While attention lately has been focused on the inspiring student leaders and the sheer number of protestors in Quebec, the need for accessible education and an end to the commodification of education extends beyond Quebec. Global neoliberalism has exported the commodification of education to various parts of the world. Frustrations with this inadequate system are being expressed globally. In late 2011, thousands of student protestors in Chile publicly demonstrated in favour of more affordable secondary and post-secondary education as a key part of a more equal and just society. In late 2010, huge protests also erupted in response to the British government’s plan to raise tuition fees and cut funding to post-secondary institutions. There have also recently been numerous demonstrations across the world in solidarity with Quebec students.
The United States post-secondary education system is the prime example of how commoditized education leads to increased inequality. Many students do not consider attending university or college for fear of insurmountable debt, which on average is between $50,000 and $100,000, making them likely to face more challenges in raising their socio-economic status. This debt is sometimes higher, especially when the school is part of the prestigious Ivy League. The fact that the more renowned universities also tend to be the most expensive means that only those who can afford to pay will have the opportunity to reap the benefits that a prestigious degree makes possible. Many graduates spend years and years trying to pay off their loans, while at the same time trying to start their careers and families. With nearly one trillion dollars in total student debt, the United States is experiencing another rapidly growing debt bubble. It is only a matter of time before it bursts, and when it does, the damaged economy will wreak havoc on many.
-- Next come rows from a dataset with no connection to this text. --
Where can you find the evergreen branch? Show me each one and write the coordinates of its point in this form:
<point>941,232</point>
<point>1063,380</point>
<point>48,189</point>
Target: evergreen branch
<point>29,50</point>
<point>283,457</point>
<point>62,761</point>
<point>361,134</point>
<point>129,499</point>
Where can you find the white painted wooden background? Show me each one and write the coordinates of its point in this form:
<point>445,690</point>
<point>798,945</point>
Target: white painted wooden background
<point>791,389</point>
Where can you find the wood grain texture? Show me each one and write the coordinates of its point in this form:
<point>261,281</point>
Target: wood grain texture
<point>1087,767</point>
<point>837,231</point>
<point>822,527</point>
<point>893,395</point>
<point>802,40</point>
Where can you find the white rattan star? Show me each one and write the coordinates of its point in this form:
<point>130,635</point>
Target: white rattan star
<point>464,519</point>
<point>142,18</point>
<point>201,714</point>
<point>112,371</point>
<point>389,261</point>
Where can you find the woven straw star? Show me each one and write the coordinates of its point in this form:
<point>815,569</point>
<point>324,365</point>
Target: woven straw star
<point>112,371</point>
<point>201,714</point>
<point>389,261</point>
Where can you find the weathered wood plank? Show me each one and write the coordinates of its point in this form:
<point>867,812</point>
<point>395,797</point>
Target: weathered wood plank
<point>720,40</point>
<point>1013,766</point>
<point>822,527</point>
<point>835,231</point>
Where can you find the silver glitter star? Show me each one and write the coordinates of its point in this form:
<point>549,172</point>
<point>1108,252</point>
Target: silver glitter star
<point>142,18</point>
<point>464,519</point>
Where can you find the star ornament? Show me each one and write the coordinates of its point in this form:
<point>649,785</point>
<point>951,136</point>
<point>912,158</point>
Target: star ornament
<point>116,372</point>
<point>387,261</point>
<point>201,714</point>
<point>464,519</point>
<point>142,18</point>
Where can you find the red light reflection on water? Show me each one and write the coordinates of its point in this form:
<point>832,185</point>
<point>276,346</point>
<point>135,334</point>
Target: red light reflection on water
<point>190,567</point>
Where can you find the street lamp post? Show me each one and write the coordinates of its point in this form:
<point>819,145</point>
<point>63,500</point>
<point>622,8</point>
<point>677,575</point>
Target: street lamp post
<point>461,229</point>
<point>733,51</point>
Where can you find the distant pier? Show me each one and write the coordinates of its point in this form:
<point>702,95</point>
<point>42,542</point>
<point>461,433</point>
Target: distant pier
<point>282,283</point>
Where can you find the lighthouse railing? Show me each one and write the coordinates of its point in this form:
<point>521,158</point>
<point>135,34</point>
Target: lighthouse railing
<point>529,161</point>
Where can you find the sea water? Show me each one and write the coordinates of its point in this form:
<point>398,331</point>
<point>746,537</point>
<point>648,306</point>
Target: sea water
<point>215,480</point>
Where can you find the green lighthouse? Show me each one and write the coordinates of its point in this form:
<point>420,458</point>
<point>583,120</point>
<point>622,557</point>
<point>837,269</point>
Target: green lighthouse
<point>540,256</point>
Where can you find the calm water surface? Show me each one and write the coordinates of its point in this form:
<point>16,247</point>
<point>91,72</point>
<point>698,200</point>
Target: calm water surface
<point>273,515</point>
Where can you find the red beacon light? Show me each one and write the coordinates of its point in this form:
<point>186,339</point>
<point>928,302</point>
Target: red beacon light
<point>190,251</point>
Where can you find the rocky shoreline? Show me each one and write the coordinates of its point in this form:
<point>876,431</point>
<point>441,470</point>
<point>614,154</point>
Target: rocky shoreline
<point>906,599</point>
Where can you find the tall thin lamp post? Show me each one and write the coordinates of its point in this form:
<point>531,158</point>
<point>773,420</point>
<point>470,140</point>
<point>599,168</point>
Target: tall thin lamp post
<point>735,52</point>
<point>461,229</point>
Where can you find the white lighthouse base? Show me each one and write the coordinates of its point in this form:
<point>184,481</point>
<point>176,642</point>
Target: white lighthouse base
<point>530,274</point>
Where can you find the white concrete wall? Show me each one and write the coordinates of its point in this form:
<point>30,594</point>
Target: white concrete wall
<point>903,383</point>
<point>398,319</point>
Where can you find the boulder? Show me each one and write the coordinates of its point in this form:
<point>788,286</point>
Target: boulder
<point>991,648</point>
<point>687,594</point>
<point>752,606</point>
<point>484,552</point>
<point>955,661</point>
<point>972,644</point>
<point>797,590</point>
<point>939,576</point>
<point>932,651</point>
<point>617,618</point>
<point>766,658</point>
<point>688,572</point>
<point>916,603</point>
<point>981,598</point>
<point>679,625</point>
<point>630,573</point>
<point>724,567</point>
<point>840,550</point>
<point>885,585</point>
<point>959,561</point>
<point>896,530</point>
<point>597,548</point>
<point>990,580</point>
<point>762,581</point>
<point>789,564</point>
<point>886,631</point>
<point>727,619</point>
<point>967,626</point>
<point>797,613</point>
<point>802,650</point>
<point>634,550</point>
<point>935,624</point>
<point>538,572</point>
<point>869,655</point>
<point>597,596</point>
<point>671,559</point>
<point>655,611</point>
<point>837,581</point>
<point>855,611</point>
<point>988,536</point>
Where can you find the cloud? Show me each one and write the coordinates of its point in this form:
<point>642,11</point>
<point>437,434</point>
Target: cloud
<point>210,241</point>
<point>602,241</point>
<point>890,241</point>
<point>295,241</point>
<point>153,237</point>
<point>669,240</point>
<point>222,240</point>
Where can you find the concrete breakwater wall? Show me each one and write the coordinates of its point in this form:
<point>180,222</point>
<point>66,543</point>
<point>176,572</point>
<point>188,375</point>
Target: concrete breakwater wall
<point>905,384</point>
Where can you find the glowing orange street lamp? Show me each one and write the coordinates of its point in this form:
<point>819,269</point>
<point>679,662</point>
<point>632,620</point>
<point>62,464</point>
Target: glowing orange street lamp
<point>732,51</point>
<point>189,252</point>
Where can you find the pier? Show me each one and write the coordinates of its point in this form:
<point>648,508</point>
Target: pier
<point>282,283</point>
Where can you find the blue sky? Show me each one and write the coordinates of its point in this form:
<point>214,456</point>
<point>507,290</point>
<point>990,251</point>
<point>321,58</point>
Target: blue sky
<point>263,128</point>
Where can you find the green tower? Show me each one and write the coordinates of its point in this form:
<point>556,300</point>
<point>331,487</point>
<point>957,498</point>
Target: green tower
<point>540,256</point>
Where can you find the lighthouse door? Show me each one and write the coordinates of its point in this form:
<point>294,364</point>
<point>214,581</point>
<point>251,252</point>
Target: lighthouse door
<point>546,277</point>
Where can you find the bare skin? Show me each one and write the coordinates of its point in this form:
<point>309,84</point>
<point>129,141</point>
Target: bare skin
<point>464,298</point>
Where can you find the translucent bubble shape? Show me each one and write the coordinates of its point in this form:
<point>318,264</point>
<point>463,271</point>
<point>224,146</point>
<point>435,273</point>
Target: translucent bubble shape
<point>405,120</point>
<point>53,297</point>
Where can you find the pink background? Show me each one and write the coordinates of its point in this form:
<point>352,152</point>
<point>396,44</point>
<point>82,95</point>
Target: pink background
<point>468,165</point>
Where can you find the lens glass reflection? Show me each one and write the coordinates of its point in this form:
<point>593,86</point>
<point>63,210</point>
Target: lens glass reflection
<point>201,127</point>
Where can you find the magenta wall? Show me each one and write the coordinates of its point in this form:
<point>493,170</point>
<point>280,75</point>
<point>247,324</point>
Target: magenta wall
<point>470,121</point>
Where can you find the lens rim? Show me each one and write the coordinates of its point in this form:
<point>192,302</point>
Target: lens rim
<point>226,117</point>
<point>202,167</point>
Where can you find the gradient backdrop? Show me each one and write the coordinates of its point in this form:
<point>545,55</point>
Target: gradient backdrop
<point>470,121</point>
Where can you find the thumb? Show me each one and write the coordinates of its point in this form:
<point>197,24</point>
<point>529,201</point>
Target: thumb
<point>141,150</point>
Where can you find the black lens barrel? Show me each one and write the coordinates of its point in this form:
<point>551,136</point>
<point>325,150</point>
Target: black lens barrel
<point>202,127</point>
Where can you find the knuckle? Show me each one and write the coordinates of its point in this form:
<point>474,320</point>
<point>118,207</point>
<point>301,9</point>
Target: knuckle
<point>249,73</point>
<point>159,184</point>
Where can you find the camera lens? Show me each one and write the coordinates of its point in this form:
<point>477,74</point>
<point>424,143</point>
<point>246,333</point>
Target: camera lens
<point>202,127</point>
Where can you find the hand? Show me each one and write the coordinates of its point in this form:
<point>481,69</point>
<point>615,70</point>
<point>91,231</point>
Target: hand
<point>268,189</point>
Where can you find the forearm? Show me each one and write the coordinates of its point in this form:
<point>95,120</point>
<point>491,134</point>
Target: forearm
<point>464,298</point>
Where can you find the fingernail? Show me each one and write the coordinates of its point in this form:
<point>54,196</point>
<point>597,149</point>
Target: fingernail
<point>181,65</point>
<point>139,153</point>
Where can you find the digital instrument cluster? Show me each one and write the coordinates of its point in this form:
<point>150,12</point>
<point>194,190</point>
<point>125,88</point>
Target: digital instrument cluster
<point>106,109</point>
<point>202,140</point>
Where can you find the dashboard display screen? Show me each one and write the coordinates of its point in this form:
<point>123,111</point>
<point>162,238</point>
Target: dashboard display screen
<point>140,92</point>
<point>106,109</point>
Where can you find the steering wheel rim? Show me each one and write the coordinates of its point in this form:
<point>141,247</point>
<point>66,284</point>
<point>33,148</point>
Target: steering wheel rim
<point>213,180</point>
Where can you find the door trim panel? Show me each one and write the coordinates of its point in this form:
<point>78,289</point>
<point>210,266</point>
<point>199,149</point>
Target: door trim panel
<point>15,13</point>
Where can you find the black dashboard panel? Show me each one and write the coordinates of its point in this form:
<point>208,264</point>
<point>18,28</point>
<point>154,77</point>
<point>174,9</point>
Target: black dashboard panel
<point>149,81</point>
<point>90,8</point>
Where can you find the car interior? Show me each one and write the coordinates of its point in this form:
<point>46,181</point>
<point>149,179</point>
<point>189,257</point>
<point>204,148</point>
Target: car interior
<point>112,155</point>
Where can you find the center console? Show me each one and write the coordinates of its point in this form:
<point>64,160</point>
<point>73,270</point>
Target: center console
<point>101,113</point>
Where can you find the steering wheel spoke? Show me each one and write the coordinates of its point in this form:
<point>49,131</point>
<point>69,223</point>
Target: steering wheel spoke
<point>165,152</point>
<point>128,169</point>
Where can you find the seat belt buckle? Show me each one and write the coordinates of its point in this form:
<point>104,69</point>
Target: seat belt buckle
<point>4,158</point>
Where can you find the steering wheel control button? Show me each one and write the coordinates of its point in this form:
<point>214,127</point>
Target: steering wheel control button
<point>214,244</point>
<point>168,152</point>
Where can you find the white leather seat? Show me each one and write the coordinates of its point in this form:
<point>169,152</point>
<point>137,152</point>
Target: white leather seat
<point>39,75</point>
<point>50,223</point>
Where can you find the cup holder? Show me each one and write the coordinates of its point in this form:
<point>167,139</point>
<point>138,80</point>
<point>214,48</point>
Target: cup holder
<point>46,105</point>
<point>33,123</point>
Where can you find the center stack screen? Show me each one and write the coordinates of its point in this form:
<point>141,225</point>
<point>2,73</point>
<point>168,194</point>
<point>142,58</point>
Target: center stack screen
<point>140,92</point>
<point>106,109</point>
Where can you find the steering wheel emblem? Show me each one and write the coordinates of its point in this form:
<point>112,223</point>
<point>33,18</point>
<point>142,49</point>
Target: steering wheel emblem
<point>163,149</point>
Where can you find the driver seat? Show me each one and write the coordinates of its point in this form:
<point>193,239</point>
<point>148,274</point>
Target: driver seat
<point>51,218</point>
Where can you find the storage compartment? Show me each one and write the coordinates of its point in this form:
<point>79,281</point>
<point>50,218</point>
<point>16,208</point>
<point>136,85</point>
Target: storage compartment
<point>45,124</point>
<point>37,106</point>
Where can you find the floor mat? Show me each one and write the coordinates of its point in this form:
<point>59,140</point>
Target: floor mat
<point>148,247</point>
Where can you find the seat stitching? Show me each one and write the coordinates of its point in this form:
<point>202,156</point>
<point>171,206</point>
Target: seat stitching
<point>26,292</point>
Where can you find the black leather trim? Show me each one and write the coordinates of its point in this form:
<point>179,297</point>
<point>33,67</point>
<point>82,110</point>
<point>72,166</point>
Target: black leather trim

We have the power to decide our society’s priorities. It is a cop-out to say that free education is not affordable. What we cannot afford is to deny students the education they deserve, or to only do so only as long as it is attached to a massive debt.
It is true that following the provincial government’s intended tuition hikes, Quebec students will still pay thousands less a year than other Canadian students. But if Quebec students have fought for decades to keep their education so accessible, it is certainly not because they lack a sense of perspective; instead, it is because they look ahead to the future.